Skoda Fabia Estate review
The Skoda Fabia Estate is a great choice for young families, as it comes with a big boot, low prices and plenty of kit
The Skoda Fabia is a popular, reliable and cheap-to-run supermini. And is spite of its compact dimensions, the Fabia Estate version builds on this with its surprisingly large boot space. Skoda's excellent build quality and renowned dealer serivce will add appeal.
It is something of a bargain, too, and it comes with a huge variety of petrol and diesel engines. There are several special versions to pick from including a rugged ‘Scout’ model, the ultra-efficient Greenline II or seriously quick vRS.
Also available as a five-door hatch, the estate version has a longer wheelbase and more versatile boot – making it ideal for small families in need of a bit of extra space for a pet or a pushchair. It’s also good to drive, but there is an issue with refinement in some diesel versions.
Our choice: 1.2 TSI 105 SE Plus manual
This model of Fabia is a few years old now and it’s beginning to show its age. With a tall body and narrow track, the hatchback’s proportions are a little awkward – and the Estate makes this worse with its extra rear overhang. Still, the Fabia has some unique styling features, such as classy black A-pillars and a floating roofline effect, while the SE looks more upmarket than the Dacia, due to its 15-inch alloys and chrome grille lip.
The cabin is well put together and clearly laid out, plus the plastics, switchgear and fabrics all feel a step ahead of the Logan’s. There’s a tactile four-spoke steering wheel (with a leather rim for an extra £260) and a modern stereo, as well as standard air-con. However, unlike with the Dacia, you have to pay extra for cruise control and Bluetooth connectivity – so the SE-spec Skoda isn’t that well equipped. In short, it’s not fancy, but crucially it doesn’t feel flimsy, either.

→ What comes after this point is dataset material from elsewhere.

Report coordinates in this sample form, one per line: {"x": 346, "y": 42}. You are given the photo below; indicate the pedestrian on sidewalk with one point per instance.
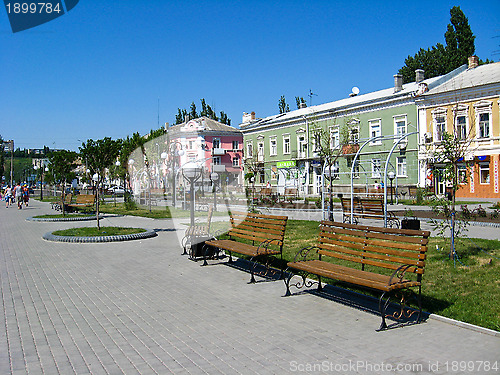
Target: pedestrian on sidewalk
{"x": 26, "y": 195}
{"x": 8, "y": 196}
{"x": 18, "y": 193}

As the Fabia shares its underpinnings with the VW Polo, the driving experience is reassuringly safe and composed. A soft suspension set-up means the ride is pretty good, too – the car soaks up bumps with a lot more composure than the close rival the Dacia Logan MCV. Unfortunately, the trade-off for this is that the Fabia rolls from side to side a lot more in bends and the front tyres lose grip sooner than the Logan’s. Natural steering weighting and a satisfyingly snappy five-speed manual gearbox count in the Skoda’s favour, though, as does a nicer clutch action and smoother throttle response.

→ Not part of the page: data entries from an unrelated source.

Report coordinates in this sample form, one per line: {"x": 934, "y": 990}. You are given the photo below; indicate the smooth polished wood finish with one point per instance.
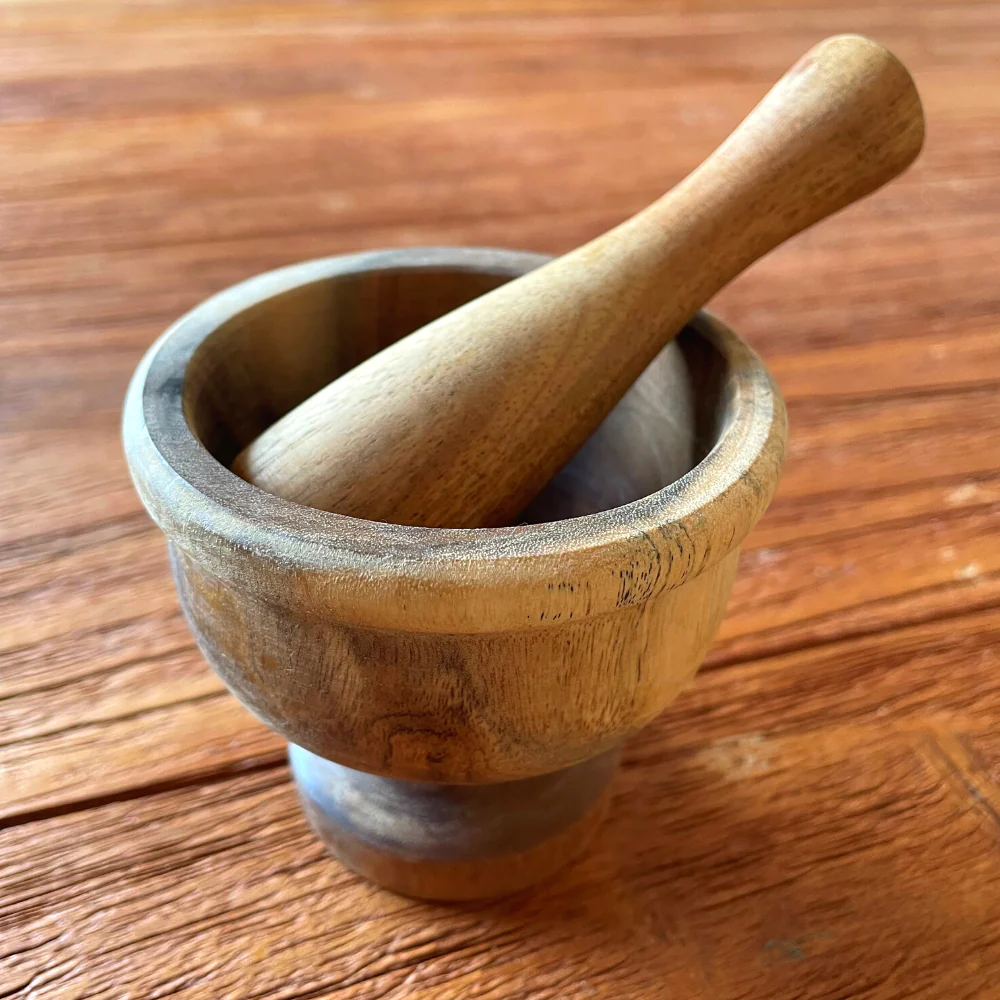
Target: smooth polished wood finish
{"x": 473, "y": 659}
{"x": 473, "y": 656}
{"x": 815, "y": 815}
{"x": 461, "y": 423}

But the 1.6-litre TDI is far from perfect. It’s very noisy at idle and under load, and the din only really fades into the background when you’re cruising at low revs. On the plus side, there’s less road noise than in the Dacia. As with its budget rival, the Fabia has drum brakes on the rear axle, but the pedal feels firmer under your foot. If you want an automatic gearbox, a DSG dual-clutch transmission is available – but only with the 1.2-litre TSI petrol engine.
Skoda finished second only to Lexus in our Driver Power 2013 survey. The Fabia itself is a little dated after nearly seven years on sale, so it trailed the company’s newer offerings, such as the Superb and Yeti. It also shows its age when it comes to safety kit – stability control is optional and curtain airbags are £250. A space-saver spare wheel will cost you £65, while rear parking sensors add £285. The Fabia comes with a three-year/60,000-mile warranty as standard; this can be extended to four years/80,000 miles or five years/100,000 miles for £160 and £295 respectively.

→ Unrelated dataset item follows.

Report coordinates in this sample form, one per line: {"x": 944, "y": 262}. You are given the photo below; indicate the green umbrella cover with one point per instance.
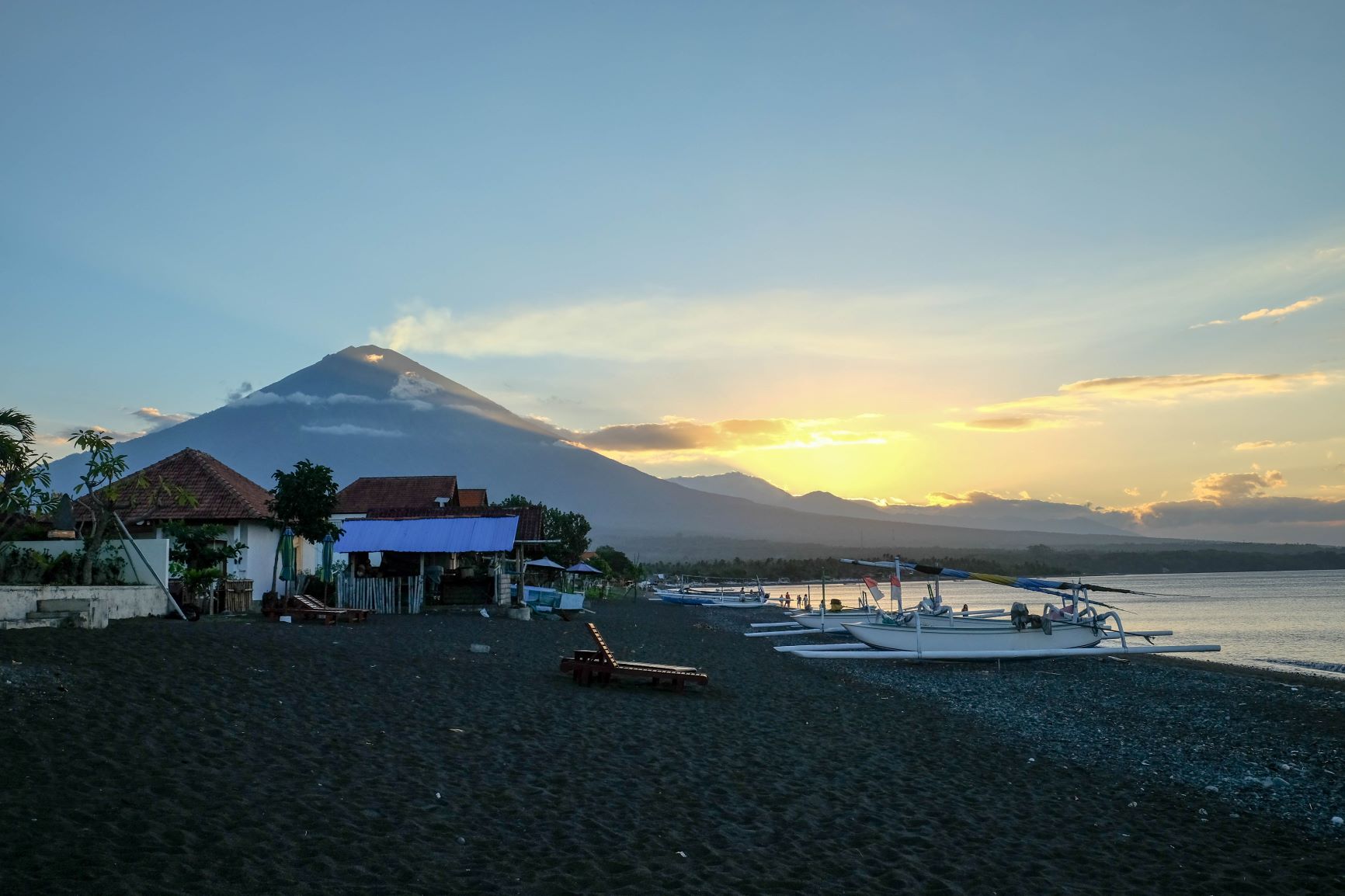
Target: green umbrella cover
{"x": 287, "y": 554}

Climb into the Fabia and it’s very clear that plenty of thought has been given to practicality throughout. There’s a handy double glovebox, decent-sized door pockets, twin cup-holders and a small tray for odds and ends. Plus, reach and height movement on the wheel and a height-adjustable driver’s seat make it quite easy to get comfortable. In the rear, there isn’t as much space as in the Dacia Logan MCV, yet there’s still enough legroom for a six-foot adult – although if you regularly carry three people in the back, it’s worth noting that Skoda will charge you £75 for a third rear headrest. But when it comes to ultimate capacity, the Skoda trails with the seats up. A 505-litre boot volume is respectable, yet the Logan offers 68 litres more, plus a longer load length and more space between the wheelarches. Still, the Skoda’s 60:40 rear seats fold easily and, thanks to tumbling cushions, you get a fully flat load floor. Plus, with 1,485-litre maximum capacity, the Fabia still offers a lot of boot space for a car of its size.
It’s not often that £14,630 seems a bit steep for a spacious estate, but lined up against the £10,795 Dacia Logan MCV, the Skoda looks expensive. Still, it’s worth bearing in mind that, even though you’ll fork out an extra £3,835 in the showroom, the Fabia will be worth £2,202 more than its rival after three years, due to the predicted 43.9 per cent residual value. Servicing costs can be fixed to help with budgeting - Skoda offers three years or 30,000 miles for £499. Alternatively, you could go for the 88g/km 1.2-litre TDI GreenLine Estate, which at £14,490 is a little cheaper to buy – although with only 74bhp, performance is lacklustre. But whichever version of the Fabia you choose, you can take confidence from the brand’s dealers ranking seventh overall in our Driver Power 2013 owner satisfaction survey – and number one for value.